Matthew was the third-most-popular boys' name in America for most of the 1980s. The 1983 peak put more than 60,000 boys onto U.S. birth certificates with the name in a single year. Forty years later, the name has fallen to its lowest ranking since the 1950s — and in 2024 it has been overtaken in the U.S. by its Spanish form, Mateo, for the first time.
The tax collector who became an evangelist
Matthew comes from the Hebrew Mattityahu, meaning "gift of God" — entering English through the Greek Mattheos and the Latin Matthaeus. The biblical Matthew was one of the twelve apostles, traditionally identified as the author of the first Gospel and a former tax collector for the Roman administration in Galilee. The combination — a despised civil servant transformed into an evangelist — gave the name a redemption arc that sustained its popularity across Western Christian tradition.
The name's continuous European use traces back to medieval Christianity, with strong representation in English-, French-, German-, Spanish-, and Italian-speaking traditions. Each language produced its own form: Matthew (English), Matthias and Matthieu (French), Matteo (Italian), Mateo (Spanish), Matthias (German), Matvei (Russian).
The 1980s peak in context
Matthew's late-20th-century rise is one of the most visible naming trends in American postwar history. From a 1950s rank around #50, the name climbed to top 5 by the early 1980s and held there for nearly two decades. Demographers have linked the surge to the broader return of biblical names that began in the 1970s alongside Jacob, Joshua, and Daniel.
Common 1980s-era pairings made Matthew Michael, Matthew James, and Matthew David common combinations. The natural nickname Matt has its own SSA trajectory but has remained the dominant casual form for adult Matthews, with Matty serving as a childhood diminutive.
The counter-reading: is Matthew now dated?
The conventional read in 2025 is that Matthew has aged into a generationally-coded name — heavily associated with men currently in their 30s and 40s. The SSA data supports this. Matthew has fallen from a 1983 peak count above 60,000 to roughly 6,000 in 2024 — a decline of 90% in absolute usage, alongside a rank drop from #3 to #33.

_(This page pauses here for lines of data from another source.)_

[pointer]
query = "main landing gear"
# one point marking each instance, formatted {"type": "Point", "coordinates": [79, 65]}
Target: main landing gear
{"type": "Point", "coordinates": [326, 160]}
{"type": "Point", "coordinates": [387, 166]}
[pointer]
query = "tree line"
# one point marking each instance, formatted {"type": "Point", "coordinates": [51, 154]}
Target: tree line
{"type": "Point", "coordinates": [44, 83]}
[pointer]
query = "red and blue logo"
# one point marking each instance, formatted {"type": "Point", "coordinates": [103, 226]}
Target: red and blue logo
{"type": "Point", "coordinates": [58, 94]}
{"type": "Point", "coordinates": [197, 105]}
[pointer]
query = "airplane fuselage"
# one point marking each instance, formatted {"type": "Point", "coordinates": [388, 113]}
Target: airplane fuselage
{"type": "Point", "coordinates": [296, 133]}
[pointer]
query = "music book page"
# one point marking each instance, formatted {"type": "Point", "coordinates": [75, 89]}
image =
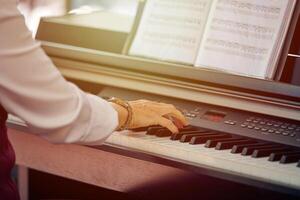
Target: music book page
{"type": "Point", "coordinates": [245, 36]}
{"type": "Point", "coordinates": [236, 36]}
{"type": "Point", "coordinates": [171, 30]}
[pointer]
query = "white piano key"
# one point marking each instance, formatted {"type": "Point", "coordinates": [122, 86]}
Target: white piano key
{"type": "Point", "coordinates": [199, 155]}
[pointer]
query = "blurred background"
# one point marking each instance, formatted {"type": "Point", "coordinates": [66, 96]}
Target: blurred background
{"type": "Point", "coordinates": [33, 10]}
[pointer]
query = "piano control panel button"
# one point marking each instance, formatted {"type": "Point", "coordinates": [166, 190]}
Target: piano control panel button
{"type": "Point", "coordinates": [212, 143]}
{"type": "Point", "coordinates": [177, 136]}
{"type": "Point", "coordinates": [230, 122]}
{"type": "Point", "coordinates": [239, 148]}
{"type": "Point", "coordinates": [230, 144]}
{"type": "Point", "coordinates": [259, 153]}
{"type": "Point", "coordinates": [203, 139]}
{"type": "Point", "coordinates": [249, 150]}
{"type": "Point", "coordinates": [276, 156]}
{"type": "Point", "coordinates": [290, 158]}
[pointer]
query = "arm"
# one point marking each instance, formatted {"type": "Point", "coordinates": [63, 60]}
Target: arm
{"type": "Point", "coordinates": [34, 90]}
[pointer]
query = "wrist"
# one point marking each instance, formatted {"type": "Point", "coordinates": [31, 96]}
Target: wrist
{"type": "Point", "coordinates": [122, 114]}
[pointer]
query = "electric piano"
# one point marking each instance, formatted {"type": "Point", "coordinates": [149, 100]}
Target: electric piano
{"type": "Point", "coordinates": [242, 129]}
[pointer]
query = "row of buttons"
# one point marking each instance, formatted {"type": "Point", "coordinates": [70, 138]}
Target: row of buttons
{"type": "Point", "coordinates": [267, 130]}
{"type": "Point", "coordinates": [272, 123]}
{"type": "Point", "coordinates": [191, 114]}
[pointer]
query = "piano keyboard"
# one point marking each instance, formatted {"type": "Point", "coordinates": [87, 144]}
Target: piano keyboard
{"type": "Point", "coordinates": [234, 154]}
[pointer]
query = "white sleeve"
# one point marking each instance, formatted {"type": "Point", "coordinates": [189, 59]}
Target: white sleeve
{"type": "Point", "coordinates": [34, 90]}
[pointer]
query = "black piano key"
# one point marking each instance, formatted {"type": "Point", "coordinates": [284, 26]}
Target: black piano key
{"type": "Point", "coordinates": [276, 156]}
{"type": "Point", "coordinates": [229, 144]}
{"type": "Point", "coordinates": [142, 128]}
{"type": "Point", "coordinates": [177, 136]}
{"type": "Point", "coordinates": [213, 142]}
{"type": "Point", "coordinates": [203, 138]}
{"type": "Point", "coordinates": [191, 128]}
{"type": "Point", "coordinates": [239, 148]}
{"type": "Point", "coordinates": [290, 158]}
{"type": "Point", "coordinates": [163, 133]}
{"type": "Point", "coordinates": [153, 129]}
{"type": "Point", "coordinates": [188, 137]}
{"type": "Point", "coordinates": [249, 150]}
{"type": "Point", "coordinates": [259, 153]}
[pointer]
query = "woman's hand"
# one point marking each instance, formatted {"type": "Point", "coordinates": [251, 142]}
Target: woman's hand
{"type": "Point", "coordinates": [147, 113]}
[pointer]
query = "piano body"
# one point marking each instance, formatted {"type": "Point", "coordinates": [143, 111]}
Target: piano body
{"type": "Point", "coordinates": [243, 131]}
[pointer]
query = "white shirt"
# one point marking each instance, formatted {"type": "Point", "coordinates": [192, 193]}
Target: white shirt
{"type": "Point", "coordinates": [35, 91]}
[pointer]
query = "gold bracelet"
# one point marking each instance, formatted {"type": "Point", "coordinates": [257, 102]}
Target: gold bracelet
{"type": "Point", "coordinates": [127, 106]}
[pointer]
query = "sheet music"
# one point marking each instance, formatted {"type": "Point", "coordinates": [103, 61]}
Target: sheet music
{"type": "Point", "coordinates": [241, 36]}
{"type": "Point", "coordinates": [171, 30]}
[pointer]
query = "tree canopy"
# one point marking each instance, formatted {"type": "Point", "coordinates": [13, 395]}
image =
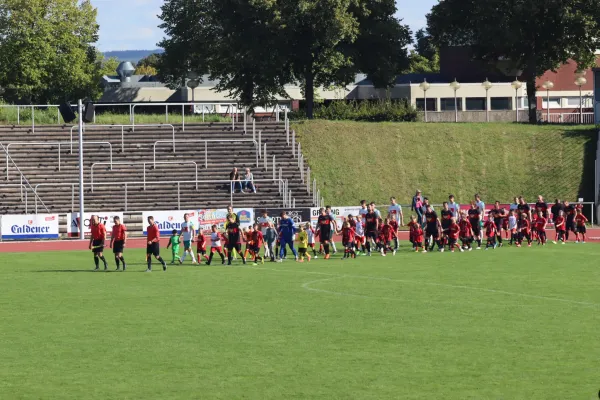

For parents weighing Matthew in 2025, the name carries a clear generational signal that Joseph or David do not. A Matthew born today will share the name with his uncles and his teachers, but with relatively few of his classmates. Whether that is a feature or a flaw depends on whether the family wants the name to feel deeply familiar (yes) or generationally distinctive (less so). The biblical and apostolic roots remain as anchoring depth regardless of where the rank goes next.